Joanna (pictured) was initially reported missing from her home the morning after Halloween in 2010, and Brown eventually led police to the location where he had dumped her body.
The documentary also includes interviews with Joanna’s mother, Diana Parkes, and her friend Hetti Barkworth-Nanton, who talk about the moment they realized Brown was not what he seemed.
It also shows bittersweet footage from the couple’s wedding, during which Brown said he “can’t help but be picky,” while his father-in-law says Joanna’s killer is a “very lucky man.”
Brown would later admit to involuntary manslaughter, but a jury acquitted him of murder after claiming he suffered from adjustment disorder caused by his divorce.

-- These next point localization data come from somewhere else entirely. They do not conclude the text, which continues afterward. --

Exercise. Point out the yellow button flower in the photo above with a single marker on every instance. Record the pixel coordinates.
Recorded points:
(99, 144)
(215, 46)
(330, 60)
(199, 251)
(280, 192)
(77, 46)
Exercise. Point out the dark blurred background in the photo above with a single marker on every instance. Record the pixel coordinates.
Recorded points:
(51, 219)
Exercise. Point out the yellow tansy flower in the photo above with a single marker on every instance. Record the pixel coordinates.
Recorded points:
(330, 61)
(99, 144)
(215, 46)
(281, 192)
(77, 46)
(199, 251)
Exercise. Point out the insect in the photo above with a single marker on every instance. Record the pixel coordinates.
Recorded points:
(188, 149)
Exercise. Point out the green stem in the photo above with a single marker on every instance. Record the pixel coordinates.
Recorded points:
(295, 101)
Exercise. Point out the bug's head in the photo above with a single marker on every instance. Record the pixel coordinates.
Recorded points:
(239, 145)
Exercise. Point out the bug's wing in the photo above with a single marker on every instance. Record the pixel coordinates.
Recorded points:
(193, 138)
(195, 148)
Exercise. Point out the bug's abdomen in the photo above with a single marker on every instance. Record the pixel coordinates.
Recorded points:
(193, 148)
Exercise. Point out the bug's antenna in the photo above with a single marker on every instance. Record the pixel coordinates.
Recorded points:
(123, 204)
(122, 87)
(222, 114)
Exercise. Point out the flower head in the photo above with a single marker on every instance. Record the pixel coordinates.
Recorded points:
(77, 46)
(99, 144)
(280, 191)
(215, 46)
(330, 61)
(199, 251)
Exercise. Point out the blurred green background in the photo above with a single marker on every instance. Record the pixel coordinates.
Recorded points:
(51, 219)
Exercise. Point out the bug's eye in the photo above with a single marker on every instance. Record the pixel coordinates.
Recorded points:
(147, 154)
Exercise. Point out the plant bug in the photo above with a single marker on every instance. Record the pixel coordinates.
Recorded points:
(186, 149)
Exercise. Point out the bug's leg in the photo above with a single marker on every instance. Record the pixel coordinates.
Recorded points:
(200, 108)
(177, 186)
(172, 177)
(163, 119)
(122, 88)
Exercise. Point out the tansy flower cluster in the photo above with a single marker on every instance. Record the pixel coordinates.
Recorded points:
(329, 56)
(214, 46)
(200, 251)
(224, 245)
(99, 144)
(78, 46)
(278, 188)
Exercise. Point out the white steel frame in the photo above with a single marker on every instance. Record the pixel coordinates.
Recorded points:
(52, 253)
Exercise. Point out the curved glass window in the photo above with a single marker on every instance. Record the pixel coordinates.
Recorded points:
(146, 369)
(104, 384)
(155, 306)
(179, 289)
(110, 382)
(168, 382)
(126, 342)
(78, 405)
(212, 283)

He was sentenced to 26 years in prison and was eligible for automatic release after half that time, despite expressing no remorse for his actions.
Attorney General Alex Chalk blocked the former captain’s release from prison last year, prompting legal action by Brown, who claimed it was illegal.
Earlier this month, Ministry of Justice lawyers said Chalk had referred the case to the Parole Board over “reasonable” fears that Brown might re-offend.
They included fears he might commit murder, manslaughter or threaten to kill, the High Court heard.
Barrister Iain Steele, representing the Justice Secretary, said: “The Secretary of State may decide not to release a prisoner on license if he has reason to believe they will be dangerous if released.”
He added: ‘His [Brown’s] the risk is not manageable… We are dealing with a very dangerous individual.”
Since being jailed in 2011, he has refused to co-operate with prison psychiatrists and psychologists, the High Court heard, with officials warning of his “arrogance and narcissism”.
Brown’s lawyers said Chalk’s decision to block his release was illegal and appeared to have been politically motivated, given the campaign to keep him behind bars.
A ruling is expected later this year.
- The British Airways Killer airs on ITV1 and ITVX at 9pm on Monday 26 February.